A range of considerations, for both you and your partner, like your ages and weights or whether either of you smoke or drink, can affect your ability to conceive. If either of you are overweight, losing as little as 5kg can increase your respective fertility, just as quitting smoking and cutting down on alcohol can make a difference to your chances of conceiving. But one of the essential issues to consider is timing.
In fact, in many ways, timing is everything.
As soon as you are ready to try for a baby, it helps to remind yourself about when is the best time to conceive. Ovulation, when an egg is mature and released from the ovary, occurs roughly 14 days before the end of your menstrual cycle. In a typical menstrual cycle of 28 days, ovulation tends to take place on the fourteenth day of a woman’s cycle. But not every woman is the same. So, depending on the length of your cycle, you may find that you ovulate earlier or later than the 14-day average. But if you are still not sure how to work things out, you can use an ovulation calculator which will do the sums for you.
But knowing when you are ovulating may not be enough, it is also important to be able to identify your fertile window – in other words, the days in your cycle when you are most likely to conceive. Technically, it is possible to conceive during the five days before ovulation and the day of ovulation itself. But the likelihood of actually becoming pregnant dramatically increases if you have intercourse in the three days leading up to and including ovulation.

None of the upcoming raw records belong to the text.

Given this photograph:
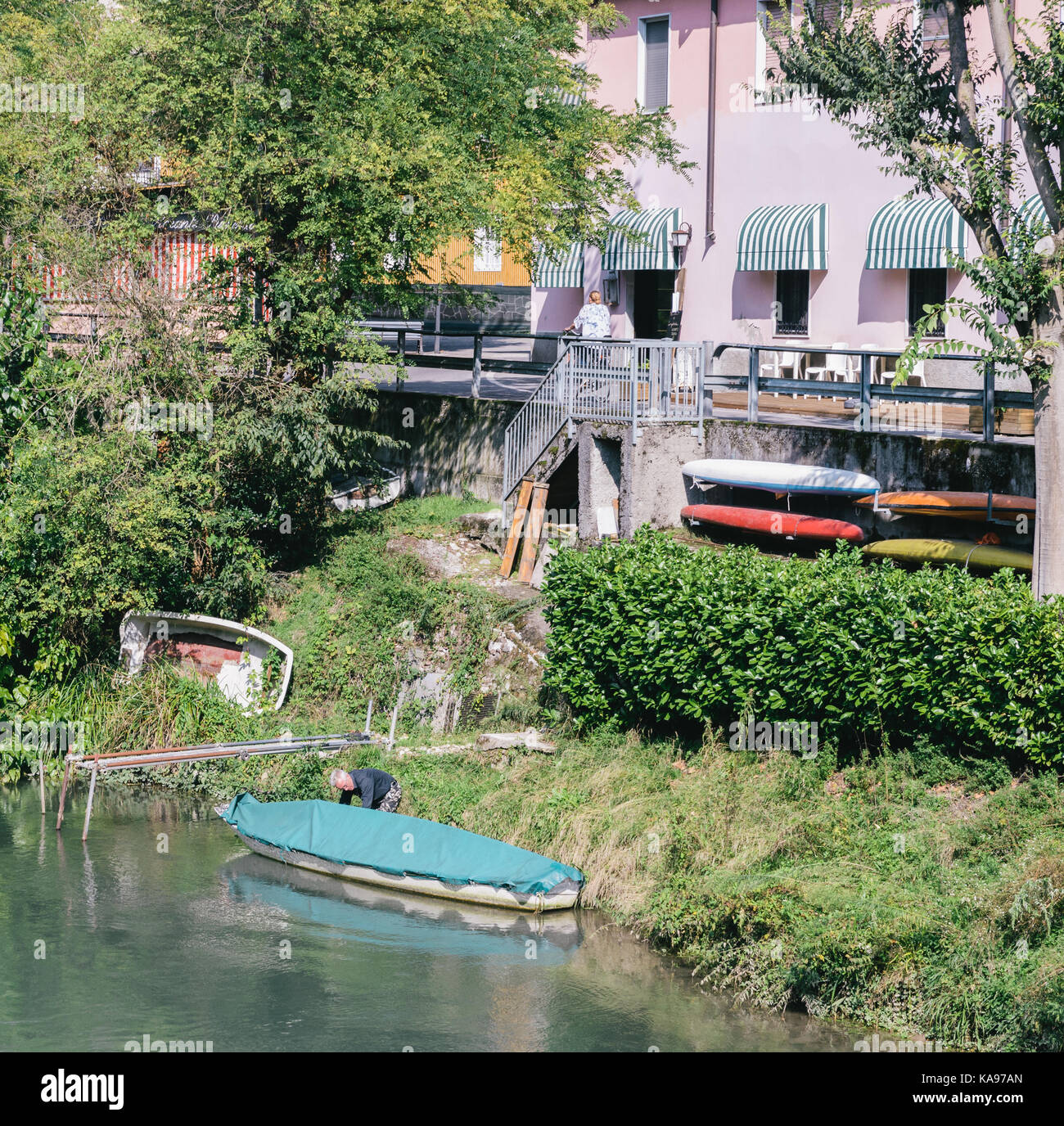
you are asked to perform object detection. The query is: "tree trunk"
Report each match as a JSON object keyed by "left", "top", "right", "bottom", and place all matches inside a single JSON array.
[{"left": 1031, "top": 290, "right": 1064, "bottom": 598}]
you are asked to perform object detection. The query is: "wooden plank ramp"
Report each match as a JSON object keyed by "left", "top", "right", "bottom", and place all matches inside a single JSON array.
[
  {"left": 516, "top": 484, "right": 549, "bottom": 582},
  {"left": 498, "top": 479, "right": 533, "bottom": 579}
]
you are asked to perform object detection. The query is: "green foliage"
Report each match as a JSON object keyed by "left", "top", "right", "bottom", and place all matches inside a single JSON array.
[{"left": 545, "top": 529, "right": 1064, "bottom": 764}]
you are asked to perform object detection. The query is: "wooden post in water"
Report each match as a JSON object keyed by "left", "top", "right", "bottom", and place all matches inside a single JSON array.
[
  {"left": 55, "top": 763, "right": 70, "bottom": 831},
  {"left": 81, "top": 763, "right": 97, "bottom": 841},
  {"left": 389, "top": 686, "right": 407, "bottom": 751}
]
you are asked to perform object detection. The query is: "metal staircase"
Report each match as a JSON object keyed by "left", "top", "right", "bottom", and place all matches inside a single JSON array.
[{"left": 503, "top": 340, "right": 707, "bottom": 511}]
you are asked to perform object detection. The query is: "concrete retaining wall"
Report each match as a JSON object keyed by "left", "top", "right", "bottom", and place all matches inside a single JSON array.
[{"left": 368, "top": 390, "right": 521, "bottom": 503}]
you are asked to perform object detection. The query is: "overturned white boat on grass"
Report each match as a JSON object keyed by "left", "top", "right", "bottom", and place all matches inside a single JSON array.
[
  {"left": 119, "top": 610, "right": 293, "bottom": 712},
  {"left": 329, "top": 471, "right": 403, "bottom": 512}
]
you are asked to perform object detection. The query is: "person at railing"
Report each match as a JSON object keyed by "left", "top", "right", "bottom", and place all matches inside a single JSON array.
[{"left": 566, "top": 290, "right": 611, "bottom": 340}]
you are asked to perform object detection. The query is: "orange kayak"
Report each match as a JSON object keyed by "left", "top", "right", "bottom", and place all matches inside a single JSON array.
[{"left": 854, "top": 491, "right": 1035, "bottom": 520}]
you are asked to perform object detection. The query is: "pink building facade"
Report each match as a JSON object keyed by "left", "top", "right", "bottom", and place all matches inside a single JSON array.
[{"left": 533, "top": 0, "right": 1037, "bottom": 360}]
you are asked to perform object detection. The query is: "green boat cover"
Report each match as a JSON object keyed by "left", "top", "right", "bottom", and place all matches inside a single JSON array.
[{"left": 222, "top": 793, "right": 584, "bottom": 895}]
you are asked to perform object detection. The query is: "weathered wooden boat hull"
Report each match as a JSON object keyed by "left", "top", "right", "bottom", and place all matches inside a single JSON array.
[
  {"left": 118, "top": 610, "right": 294, "bottom": 710},
  {"left": 223, "top": 828, "right": 579, "bottom": 912},
  {"left": 329, "top": 473, "right": 403, "bottom": 512}
]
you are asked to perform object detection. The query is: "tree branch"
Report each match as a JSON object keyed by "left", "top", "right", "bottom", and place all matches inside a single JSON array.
[{"left": 981, "top": 0, "right": 1061, "bottom": 231}]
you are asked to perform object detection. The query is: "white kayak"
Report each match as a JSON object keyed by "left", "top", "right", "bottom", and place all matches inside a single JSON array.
[{"left": 681, "top": 457, "right": 879, "bottom": 497}]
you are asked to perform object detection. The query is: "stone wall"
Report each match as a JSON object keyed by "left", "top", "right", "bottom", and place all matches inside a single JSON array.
[{"left": 368, "top": 390, "right": 521, "bottom": 503}]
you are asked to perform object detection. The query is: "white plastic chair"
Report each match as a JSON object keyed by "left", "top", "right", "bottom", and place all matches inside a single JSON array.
[
  {"left": 857, "top": 345, "right": 883, "bottom": 383},
  {"left": 761, "top": 351, "right": 801, "bottom": 399},
  {"left": 879, "top": 359, "right": 928, "bottom": 387}
]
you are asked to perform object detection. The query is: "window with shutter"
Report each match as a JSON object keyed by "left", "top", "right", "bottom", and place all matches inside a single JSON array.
[
  {"left": 908, "top": 270, "right": 946, "bottom": 336},
  {"left": 756, "top": 0, "right": 791, "bottom": 90},
  {"left": 639, "top": 16, "right": 669, "bottom": 109},
  {"left": 813, "top": 0, "right": 842, "bottom": 27},
  {"left": 915, "top": 0, "right": 949, "bottom": 59},
  {"left": 774, "top": 270, "right": 809, "bottom": 336}
]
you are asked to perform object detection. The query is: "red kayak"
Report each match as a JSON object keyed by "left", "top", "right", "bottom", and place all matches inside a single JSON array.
[{"left": 680, "top": 504, "right": 865, "bottom": 544}]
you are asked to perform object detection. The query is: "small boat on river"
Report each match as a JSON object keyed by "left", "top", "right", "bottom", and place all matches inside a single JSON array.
[{"left": 215, "top": 793, "right": 584, "bottom": 911}]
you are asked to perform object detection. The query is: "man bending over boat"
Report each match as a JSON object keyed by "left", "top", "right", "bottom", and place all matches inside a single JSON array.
[{"left": 329, "top": 767, "right": 403, "bottom": 813}]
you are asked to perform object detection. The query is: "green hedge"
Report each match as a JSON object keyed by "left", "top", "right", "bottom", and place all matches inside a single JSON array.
[{"left": 545, "top": 528, "right": 1064, "bottom": 764}]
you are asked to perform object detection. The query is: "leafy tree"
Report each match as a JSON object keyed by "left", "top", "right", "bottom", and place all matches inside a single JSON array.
[{"left": 779, "top": 0, "right": 1064, "bottom": 597}]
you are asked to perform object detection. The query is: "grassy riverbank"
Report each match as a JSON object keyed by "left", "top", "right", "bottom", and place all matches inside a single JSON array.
[
  {"left": 25, "top": 501, "right": 1064, "bottom": 1051},
  {"left": 174, "top": 731, "right": 1064, "bottom": 1051}
]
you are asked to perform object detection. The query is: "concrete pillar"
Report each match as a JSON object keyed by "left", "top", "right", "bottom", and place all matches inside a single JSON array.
[{"left": 576, "top": 422, "right": 621, "bottom": 539}]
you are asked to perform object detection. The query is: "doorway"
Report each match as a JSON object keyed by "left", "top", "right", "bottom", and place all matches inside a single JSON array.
[{"left": 632, "top": 270, "right": 675, "bottom": 340}]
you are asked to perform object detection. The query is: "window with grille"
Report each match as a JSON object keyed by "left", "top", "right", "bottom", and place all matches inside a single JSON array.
[
  {"left": 639, "top": 16, "right": 669, "bottom": 109},
  {"left": 908, "top": 270, "right": 946, "bottom": 336},
  {"left": 776, "top": 270, "right": 809, "bottom": 336},
  {"left": 473, "top": 231, "right": 503, "bottom": 273},
  {"left": 917, "top": 0, "right": 949, "bottom": 57}
]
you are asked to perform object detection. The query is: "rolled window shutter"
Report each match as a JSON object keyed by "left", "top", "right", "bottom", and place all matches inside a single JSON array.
[
  {"left": 761, "top": 0, "right": 791, "bottom": 84},
  {"left": 643, "top": 19, "right": 669, "bottom": 109}
]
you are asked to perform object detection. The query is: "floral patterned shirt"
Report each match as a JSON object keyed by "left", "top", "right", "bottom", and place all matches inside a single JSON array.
[{"left": 573, "top": 302, "right": 609, "bottom": 340}]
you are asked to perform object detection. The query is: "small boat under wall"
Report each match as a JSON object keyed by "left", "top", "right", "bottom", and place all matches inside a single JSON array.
[
  {"left": 329, "top": 472, "right": 403, "bottom": 512},
  {"left": 863, "top": 539, "right": 1035, "bottom": 571},
  {"left": 680, "top": 504, "right": 865, "bottom": 544},
  {"left": 119, "top": 610, "right": 293, "bottom": 712},
  {"left": 680, "top": 457, "right": 879, "bottom": 497},
  {"left": 215, "top": 794, "right": 584, "bottom": 911}
]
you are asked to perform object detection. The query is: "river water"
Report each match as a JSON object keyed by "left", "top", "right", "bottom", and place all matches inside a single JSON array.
[{"left": 0, "top": 784, "right": 858, "bottom": 1052}]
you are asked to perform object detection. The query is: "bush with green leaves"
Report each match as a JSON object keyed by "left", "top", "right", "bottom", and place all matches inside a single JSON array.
[{"left": 545, "top": 528, "right": 1064, "bottom": 764}]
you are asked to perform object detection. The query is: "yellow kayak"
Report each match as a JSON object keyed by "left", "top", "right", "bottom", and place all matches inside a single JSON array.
[
  {"left": 863, "top": 539, "right": 1035, "bottom": 571},
  {"left": 854, "top": 490, "right": 1035, "bottom": 521}
]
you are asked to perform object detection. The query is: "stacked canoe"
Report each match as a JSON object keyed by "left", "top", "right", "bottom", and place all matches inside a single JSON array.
[
  {"left": 680, "top": 458, "right": 1035, "bottom": 572},
  {"left": 856, "top": 490, "right": 1035, "bottom": 572},
  {"left": 680, "top": 458, "right": 879, "bottom": 544}
]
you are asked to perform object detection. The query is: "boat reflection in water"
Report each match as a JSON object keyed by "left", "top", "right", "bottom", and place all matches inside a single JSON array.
[{"left": 219, "top": 854, "right": 584, "bottom": 966}]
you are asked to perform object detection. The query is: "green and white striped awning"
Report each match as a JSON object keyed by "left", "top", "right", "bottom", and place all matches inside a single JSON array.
[
  {"left": 533, "top": 242, "right": 584, "bottom": 290},
  {"left": 602, "top": 207, "right": 683, "bottom": 270},
  {"left": 865, "top": 200, "right": 968, "bottom": 270},
  {"left": 735, "top": 204, "right": 827, "bottom": 270}
]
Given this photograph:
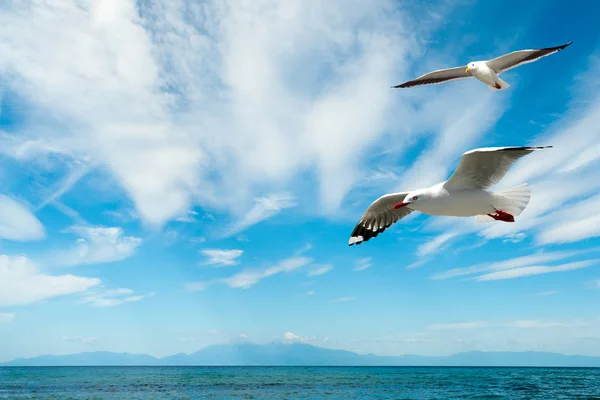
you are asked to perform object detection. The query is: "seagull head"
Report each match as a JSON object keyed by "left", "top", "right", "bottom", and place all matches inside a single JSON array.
[
  {"left": 392, "top": 192, "right": 425, "bottom": 210},
  {"left": 465, "top": 62, "right": 478, "bottom": 72}
]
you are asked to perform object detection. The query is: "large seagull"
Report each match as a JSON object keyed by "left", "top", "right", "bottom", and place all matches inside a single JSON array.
[
  {"left": 348, "top": 146, "right": 552, "bottom": 246},
  {"left": 394, "top": 42, "right": 573, "bottom": 91}
]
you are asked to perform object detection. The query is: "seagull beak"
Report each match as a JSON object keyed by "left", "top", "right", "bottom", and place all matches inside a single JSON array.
[{"left": 392, "top": 201, "right": 410, "bottom": 210}]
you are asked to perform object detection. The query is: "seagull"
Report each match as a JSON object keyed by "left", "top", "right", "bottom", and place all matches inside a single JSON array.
[
  {"left": 393, "top": 42, "right": 573, "bottom": 91},
  {"left": 348, "top": 146, "right": 552, "bottom": 246}
]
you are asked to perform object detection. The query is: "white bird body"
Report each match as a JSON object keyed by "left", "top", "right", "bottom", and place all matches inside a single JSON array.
[
  {"left": 410, "top": 182, "right": 499, "bottom": 217},
  {"left": 348, "top": 146, "right": 552, "bottom": 246},
  {"left": 467, "top": 61, "right": 510, "bottom": 90},
  {"left": 393, "top": 42, "right": 572, "bottom": 90}
]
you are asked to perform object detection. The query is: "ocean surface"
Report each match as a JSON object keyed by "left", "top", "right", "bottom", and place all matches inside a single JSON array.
[{"left": 0, "top": 367, "right": 600, "bottom": 400}]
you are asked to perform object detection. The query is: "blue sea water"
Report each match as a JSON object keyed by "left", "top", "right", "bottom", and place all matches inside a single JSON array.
[{"left": 0, "top": 367, "right": 600, "bottom": 400}]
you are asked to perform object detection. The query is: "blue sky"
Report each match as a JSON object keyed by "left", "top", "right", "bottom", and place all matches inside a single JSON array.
[{"left": 0, "top": 0, "right": 600, "bottom": 361}]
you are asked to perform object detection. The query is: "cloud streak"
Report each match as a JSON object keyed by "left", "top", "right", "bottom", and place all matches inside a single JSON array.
[
  {"left": 200, "top": 249, "right": 244, "bottom": 267},
  {"left": 185, "top": 256, "right": 312, "bottom": 292},
  {"left": 0, "top": 255, "right": 101, "bottom": 307},
  {"left": 81, "top": 288, "right": 154, "bottom": 307},
  {"left": 0, "top": 194, "right": 45, "bottom": 242},
  {"left": 50, "top": 225, "right": 142, "bottom": 266}
]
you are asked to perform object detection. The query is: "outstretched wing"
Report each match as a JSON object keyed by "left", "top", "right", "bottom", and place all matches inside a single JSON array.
[
  {"left": 348, "top": 192, "right": 413, "bottom": 246},
  {"left": 486, "top": 42, "right": 573, "bottom": 74},
  {"left": 444, "top": 146, "right": 552, "bottom": 190},
  {"left": 394, "top": 65, "right": 473, "bottom": 88}
]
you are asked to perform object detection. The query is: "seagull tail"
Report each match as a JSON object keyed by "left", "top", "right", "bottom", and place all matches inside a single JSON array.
[
  {"left": 494, "top": 183, "right": 531, "bottom": 217},
  {"left": 488, "top": 78, "right": 510, "bottom": 92}
]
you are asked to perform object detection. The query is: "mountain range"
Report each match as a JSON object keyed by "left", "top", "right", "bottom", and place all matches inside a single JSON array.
[{"left": 0, "top": 342, "right": 600, "bottom": 367}]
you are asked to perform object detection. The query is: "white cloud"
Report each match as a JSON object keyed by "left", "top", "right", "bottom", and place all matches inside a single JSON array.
[
  {"left": 223, "top": 193, "right": 296, "bottom": 237},
  {"left": 223, "top": 257, "right": 312, "bottom": 289},
  {"left": 431, "top": 251, "right": 582, "bottom": 279},
  {"left": 81, "top": 288, "right": 154, "bottom": 307},
  {"left": 354, "top": 257, "right": 373, "bottom": 271},
  {"left": 408, "top": 52, "right": 600, "bottom": 250},
  {"left": 427, "top": 321, "right": 489, "bottom": 331},
  {"left": 308, "top": 264, "right": 333, "bottom": 276},
  {"left": 0, "top": 194, "right": 45, "bottom": 241},
  {"left": 175, "top": 210, "right": 198, "bottom": 223},
  {"left": 185, "top": 281, "right": 210, "bottom": 292},
  {"left": 190, "top": 257, "right": 312, "bottom": 291},
  {"left": 200, "top": 249, "right": 244, "bottom": 266},
  {"left": 282, "top": 332, "right": 309, "bottom": 343},
  {"left": 52, "top": 226, "right": 142, "bottom": 266},
  {"left": 475, "top": 260, "right": 598, "bottom": 281},
  {"left": 0, "top": 0, "right": 488, "bottom": 234},
  {"left": 0, "top": 255, "right": 101, "bottom": 307},
  {"left": 63, "top": 335, "right": 98, "bottom": 346},
  {"left": 417, "top": 232, "right": 457, "bottom": 257},
  {"left": 329, "top": 297, "right": 354, "bottom": 303},
  {"left": 0, "top": 313, "right": 15, "bottom": 324},
  {"left": 503, "top": 232, "right": 527, "bottom": 243},
  {"left": 529, "top": 290, "right": 558, "bottom": 297}
]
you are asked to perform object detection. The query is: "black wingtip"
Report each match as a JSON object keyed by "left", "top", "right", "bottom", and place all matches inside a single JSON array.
[{"left": 559, "top": 40, "right": 573, "bottom": 50}]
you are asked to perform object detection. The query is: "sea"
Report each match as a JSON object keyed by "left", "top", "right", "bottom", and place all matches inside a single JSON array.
[{"left": 0, "top": 367, "right": 600, "bottom": 400}]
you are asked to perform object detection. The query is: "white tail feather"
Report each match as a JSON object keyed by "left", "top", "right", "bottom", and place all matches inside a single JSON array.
[
  {"left": 475, "top": 183, "right": 531, "bottom": 222},
  {"left": 488, "top": 78, "right": 510, "bottom": 92}
]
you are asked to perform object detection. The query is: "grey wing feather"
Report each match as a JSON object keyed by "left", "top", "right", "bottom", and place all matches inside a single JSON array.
[
  {"left": 393, "top": 65, "right": 473, "bottom": 88},
  {"left": 348, "top": 192, "right": 413, "bottom": 246},
  {"left": 486, "top": 42, "right": 573, "bottom": 74},
  {"left": 444, "top": 146, "right": 552, "bottom": 190}
]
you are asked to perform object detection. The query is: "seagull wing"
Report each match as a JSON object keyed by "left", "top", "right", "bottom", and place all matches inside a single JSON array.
[
  {"left": 348, "top": 192, "right": 413, "bottom": 246},
  {"left": 394, "top": 65, "right": 473, "bottom": 88},
  {"left": 444, "top": 146, "right": 552, "bottom": 191},
  {"left": 486, "top": 42, "right": 573, "bottom": 74}
]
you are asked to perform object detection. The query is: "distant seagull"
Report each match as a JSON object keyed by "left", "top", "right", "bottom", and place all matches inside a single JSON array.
[
  {"left": 394, "top": 42, "right": 573, "bottom": 91},
  {"left": 348, "top": 146, "right": 552, "bottom": 246}
]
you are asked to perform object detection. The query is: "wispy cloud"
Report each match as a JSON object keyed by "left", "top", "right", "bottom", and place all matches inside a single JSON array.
[
  {"left": 0, "top": 313, "right": 15, "bottom": 324},
  {"left": 0, "top": 255, "right": 101, "bottom": 307},
  {"left": 200, "top": 249, "right": 244, "bottom": 266},
  {"left": 49, "top": 225, "right": 142, "bottom": 266},
  {"left": 431, "top": 251, "right": 582, "bottom": 279},
  {"left": 63, "top": 335, "right": 98, "bottom": 346},
  {"left": 474, "top": 260, "right": 598, "bottom": 281},
  {"left": 0, "top": 0, "right": 472, "bottom": 228},
  {"left": 427, "top": 321, "right": 489, "bottom": 331},
  {"left": 185, "top": 257, "right": 312, "bottom": 291},
  {"left": 81, "top": 288, "right": 154, "bottom": 307},
  {"left": 427, "top": 319, "right": 590, "bottom": 331},
  {"left": 0, "top": 194, "right": 45, "bottom": 241},
  {"left": 417, "top": 232, "right": 457, "bottom": 257},
  {"left": 281, "top": 332, "right": 314, "bottom": 343},
  {"left": 307, "top": 264, "right": 333, "bottom": 276},
  {"left": 175, "top": 210, "right": 198, "bottom": 223},
  {"left": 329, "top": 297, "right": 354, "bottom": 303},
  {"left": 354, "top": 257, "right": 373, "bottom": 271},
  {"left": 529, "top": 290, "right": 559, "bottom": 297},
  {"left": 503, "top": 232, "right": 527, "bottom": 243},
  {"left": 223, "top": 193, "right": 296, "bottom": 237}
]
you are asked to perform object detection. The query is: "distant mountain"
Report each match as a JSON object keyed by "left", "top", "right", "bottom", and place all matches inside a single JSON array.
[{"left": 0, "top": 342, "right": 600, "bottom": 367}]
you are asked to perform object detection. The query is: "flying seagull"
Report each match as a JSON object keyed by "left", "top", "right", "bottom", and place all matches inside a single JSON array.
[
  {"left": 394, "top": 42, "right": 573, "bottom": 91},
  {"left": 348, "top": 146, "right": 552, "bottom": 246}
]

If you know all this and you have been trying unsuccessfully to conceive for a while, it may be time to consider medical assistance.
- Women aged 35 or older are recommended to have a conversation with their GP if they have been trying to conceive without success for more than six months.
- Younger women are advised to seek advice after a year of trying.
To make the most of your preconception health check with your GP it is useful, in advance of your appointment, to take a note of the overriding picture of your fertility. A good way to do this is by filling in a ‘pre-conception checklist’. This checklist will allow you to come prepared with much of the information a doctor will need to know about your circumstances and those of your partner.
If you are experiencing delays with conception it is important to seek medical advice as early as possible. There is a chance that your inability to conceive could be the result of physiological issues for you or your partner, a number of which can be easily resolved. Either way, getting the most accurate understanding of your fertility is best achieved by meeting with your GP who can work with you to assess your situation.
Many factors can affect your chances of conceiving. Knowing what they are and what you can do about them can make all the difference to your attempts to build a family. And these days there are many excellent resources available to give you much of the information you need to ensure you give yourself, your partner and your family the best possible opportunities.